I am trying to get word2vec to work in python3, however as my dataset is too large to easily fit in memory I am loading it via an iterator (from zip files). However when I run it I get the error
Traceback (most recent call last):
File "WordModel.py", line 85, in <module>
main()
File "WordModel.py", line 15, in main
word2vec = gensim.models.Word2Vec(data,workers=cpu_count())
File "/home/thijser/.local/lib/python3.7/site-packages/gensim/models/word2vec.py", line 783, in __init__
fast_version=FAST_VERSION)
File "/home/thijser/.local/lib/python3.7/site-packages/gensim/models/base_any2vec.py", line 759, in __init__
self.build_vocab(sentences=sentences, corpus_file=corpus_file, trim_rule=trim_rule)

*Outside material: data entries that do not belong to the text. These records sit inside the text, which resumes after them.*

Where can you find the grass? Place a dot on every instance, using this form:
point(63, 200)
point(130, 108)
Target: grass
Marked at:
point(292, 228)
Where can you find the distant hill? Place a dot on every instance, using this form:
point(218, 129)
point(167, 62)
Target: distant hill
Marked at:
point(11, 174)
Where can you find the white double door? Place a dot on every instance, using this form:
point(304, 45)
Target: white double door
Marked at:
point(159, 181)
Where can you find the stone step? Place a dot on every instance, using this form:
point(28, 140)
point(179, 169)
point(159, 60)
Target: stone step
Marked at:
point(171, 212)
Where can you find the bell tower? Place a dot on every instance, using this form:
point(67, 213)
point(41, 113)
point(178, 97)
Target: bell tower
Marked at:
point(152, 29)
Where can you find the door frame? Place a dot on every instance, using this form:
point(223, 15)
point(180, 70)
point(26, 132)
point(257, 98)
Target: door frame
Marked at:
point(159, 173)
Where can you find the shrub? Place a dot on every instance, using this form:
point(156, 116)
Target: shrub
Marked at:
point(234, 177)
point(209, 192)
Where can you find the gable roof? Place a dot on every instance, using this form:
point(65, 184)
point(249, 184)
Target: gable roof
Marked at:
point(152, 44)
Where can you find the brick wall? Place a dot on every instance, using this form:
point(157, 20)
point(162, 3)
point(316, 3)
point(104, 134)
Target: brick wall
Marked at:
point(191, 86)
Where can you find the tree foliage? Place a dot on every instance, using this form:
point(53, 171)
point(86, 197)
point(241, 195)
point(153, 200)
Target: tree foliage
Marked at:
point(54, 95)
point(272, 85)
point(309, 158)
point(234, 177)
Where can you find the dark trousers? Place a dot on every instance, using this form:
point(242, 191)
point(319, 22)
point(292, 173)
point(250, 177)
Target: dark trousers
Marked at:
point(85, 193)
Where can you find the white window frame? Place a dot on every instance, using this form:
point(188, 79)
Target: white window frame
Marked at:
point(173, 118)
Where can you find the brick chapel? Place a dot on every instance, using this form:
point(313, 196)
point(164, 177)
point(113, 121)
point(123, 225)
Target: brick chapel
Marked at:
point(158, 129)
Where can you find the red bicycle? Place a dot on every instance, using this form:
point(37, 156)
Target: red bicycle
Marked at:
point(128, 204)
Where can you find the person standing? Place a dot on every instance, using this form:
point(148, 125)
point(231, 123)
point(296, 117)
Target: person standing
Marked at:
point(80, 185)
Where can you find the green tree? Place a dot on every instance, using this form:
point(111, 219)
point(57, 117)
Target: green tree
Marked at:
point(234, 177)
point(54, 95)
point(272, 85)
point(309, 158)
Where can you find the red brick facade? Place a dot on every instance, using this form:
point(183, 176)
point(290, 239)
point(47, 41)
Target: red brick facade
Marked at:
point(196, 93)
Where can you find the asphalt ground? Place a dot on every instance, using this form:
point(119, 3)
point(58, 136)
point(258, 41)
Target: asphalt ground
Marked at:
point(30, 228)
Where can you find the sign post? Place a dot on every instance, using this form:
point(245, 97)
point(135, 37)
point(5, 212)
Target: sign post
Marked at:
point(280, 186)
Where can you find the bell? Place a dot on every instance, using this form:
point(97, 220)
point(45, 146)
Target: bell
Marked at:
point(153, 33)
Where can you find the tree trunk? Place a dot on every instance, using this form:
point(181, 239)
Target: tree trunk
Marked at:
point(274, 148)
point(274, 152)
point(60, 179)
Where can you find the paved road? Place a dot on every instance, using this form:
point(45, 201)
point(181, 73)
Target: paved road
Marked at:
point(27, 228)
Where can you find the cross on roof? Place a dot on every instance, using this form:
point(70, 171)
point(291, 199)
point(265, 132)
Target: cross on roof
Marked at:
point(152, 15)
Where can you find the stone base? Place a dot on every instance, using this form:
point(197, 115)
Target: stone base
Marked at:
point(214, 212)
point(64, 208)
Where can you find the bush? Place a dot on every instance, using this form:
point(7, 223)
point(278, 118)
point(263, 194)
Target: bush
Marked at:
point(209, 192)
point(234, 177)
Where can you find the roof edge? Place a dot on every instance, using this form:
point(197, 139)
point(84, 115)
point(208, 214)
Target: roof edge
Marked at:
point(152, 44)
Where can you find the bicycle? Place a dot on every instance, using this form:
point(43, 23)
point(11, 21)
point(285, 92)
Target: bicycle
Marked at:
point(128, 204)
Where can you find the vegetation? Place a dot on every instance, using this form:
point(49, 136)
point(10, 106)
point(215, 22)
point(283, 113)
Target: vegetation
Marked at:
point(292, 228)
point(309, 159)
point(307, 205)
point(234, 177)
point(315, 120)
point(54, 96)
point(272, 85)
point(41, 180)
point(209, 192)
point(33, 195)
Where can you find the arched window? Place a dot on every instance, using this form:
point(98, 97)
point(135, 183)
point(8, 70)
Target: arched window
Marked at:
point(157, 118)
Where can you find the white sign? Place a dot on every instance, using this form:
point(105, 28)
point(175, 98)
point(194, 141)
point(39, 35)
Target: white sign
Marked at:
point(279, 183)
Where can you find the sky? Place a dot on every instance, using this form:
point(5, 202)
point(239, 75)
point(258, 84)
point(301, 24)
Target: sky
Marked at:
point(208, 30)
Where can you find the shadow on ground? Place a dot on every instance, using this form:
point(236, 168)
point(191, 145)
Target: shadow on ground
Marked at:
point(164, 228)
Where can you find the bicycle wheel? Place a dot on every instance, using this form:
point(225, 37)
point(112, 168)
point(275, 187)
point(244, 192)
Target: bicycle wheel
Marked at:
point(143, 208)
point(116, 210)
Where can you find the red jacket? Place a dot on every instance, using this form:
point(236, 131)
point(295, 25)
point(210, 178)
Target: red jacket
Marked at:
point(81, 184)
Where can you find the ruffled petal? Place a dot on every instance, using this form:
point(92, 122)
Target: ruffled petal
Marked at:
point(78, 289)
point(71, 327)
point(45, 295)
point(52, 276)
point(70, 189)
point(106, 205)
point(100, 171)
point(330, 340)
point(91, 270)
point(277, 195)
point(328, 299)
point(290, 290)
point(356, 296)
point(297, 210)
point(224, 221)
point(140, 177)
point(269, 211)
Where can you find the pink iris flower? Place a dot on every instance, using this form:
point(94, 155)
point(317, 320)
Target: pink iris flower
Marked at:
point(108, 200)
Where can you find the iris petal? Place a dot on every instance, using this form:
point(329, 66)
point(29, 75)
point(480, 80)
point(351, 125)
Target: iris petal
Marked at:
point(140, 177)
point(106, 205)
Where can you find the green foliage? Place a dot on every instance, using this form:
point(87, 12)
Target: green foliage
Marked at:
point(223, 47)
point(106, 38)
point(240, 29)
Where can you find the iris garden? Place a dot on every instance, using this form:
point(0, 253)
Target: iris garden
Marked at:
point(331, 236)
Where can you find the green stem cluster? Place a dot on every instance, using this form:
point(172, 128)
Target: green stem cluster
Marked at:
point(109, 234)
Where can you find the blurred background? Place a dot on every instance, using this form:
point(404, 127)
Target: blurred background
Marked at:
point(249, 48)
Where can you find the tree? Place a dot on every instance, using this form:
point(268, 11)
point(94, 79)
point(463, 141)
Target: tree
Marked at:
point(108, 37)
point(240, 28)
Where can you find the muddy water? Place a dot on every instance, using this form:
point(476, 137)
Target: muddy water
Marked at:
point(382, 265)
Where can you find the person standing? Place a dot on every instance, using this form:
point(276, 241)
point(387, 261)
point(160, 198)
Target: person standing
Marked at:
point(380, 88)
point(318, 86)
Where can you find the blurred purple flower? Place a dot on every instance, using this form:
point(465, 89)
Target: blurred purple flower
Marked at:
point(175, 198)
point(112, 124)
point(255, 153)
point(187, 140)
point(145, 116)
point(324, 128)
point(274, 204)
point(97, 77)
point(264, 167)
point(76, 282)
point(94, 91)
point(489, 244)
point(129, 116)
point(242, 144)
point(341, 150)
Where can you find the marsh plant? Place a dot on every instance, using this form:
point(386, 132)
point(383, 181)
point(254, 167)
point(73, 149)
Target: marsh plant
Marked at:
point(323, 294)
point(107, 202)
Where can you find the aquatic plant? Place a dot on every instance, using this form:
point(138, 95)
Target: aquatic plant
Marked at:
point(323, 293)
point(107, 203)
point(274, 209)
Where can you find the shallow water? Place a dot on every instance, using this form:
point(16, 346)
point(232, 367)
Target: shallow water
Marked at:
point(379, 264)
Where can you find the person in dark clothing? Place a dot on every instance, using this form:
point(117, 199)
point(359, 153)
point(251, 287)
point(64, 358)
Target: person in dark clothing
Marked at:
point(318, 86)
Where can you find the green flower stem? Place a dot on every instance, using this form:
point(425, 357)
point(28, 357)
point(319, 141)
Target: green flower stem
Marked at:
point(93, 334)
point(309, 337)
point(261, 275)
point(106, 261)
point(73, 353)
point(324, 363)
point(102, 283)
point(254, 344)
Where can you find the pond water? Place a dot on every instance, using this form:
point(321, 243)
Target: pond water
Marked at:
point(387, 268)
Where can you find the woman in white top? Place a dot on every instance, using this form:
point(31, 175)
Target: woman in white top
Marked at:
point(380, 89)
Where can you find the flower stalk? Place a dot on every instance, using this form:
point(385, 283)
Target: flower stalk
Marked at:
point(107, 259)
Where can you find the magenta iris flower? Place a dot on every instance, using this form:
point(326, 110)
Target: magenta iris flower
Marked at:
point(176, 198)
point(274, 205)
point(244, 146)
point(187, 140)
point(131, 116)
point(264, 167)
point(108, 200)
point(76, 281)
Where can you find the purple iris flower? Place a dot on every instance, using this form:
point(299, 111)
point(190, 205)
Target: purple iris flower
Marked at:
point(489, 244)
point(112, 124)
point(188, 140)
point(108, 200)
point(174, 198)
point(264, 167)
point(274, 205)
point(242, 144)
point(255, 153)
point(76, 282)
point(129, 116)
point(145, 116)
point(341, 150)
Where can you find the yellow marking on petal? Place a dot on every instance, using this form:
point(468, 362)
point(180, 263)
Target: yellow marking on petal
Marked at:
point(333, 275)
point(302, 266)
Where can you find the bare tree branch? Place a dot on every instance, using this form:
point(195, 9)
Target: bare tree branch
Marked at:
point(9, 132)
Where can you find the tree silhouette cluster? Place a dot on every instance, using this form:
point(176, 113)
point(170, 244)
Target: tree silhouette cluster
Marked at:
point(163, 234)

File "/home/thijser/.local/lib/python3.7/site-packages/gensim/models/base_any2vec.py", line 936, in build_vocab
sentences=sentences, corpus_file=corpus_file, progress_per=progress_per, trim_rule=trim_rule)
File "/home/thijser/.local/lib/python3.7/site-packages/gensim/models/word2vec.py", line 1591, in scan_vocab
total_words, corpus_count = self._scan_vocab(sentences, progress_per, trim_rule)
File "/home/thijser/.local/lib/python3.7/site-packages/gensim/models/word2vec.py", line 1576, in _scan_vocab
total_words += len(sentence)
TypeError: object of type 'generator' has no len()
Here is the code:
import zipfile
import os
from ast import literal_eval
from lxml import etree
import io
import gensim
from multiprocessing import cpu_count
def main():
data = TrainingData("/media/thijser/Data/DataSets/uit2")
print(len(data))
word2vec = gensim.models.Word2Vec(data,workers=cpu_count())
word2vec.save('word2vec.save')
class TrainingData:
size=-1
def __init__(self, dirname):
self.data_location = dirname
def __len__(self):
if self.size<0:
for zipfile in self.get_zips_in_folder(self.data_location):
for text_file in self.get_files_names_from_zip(zipfile):
self.size=self.size+1
return self.size
def __iter__(self): #might not fit in memory otherwise
yield self.get_data()
def get_data(self):
for zipfile in self.get_zips_in_folder(self.data_location):
for text_file in self.get_files_names_from_zip(zipfile):
yield self.preproccess_text(text_file)
def stripXMLtags(self,text):
tree=etree.parse(text)
notags=etree.tostring(tree, encoding='utf8', method='text')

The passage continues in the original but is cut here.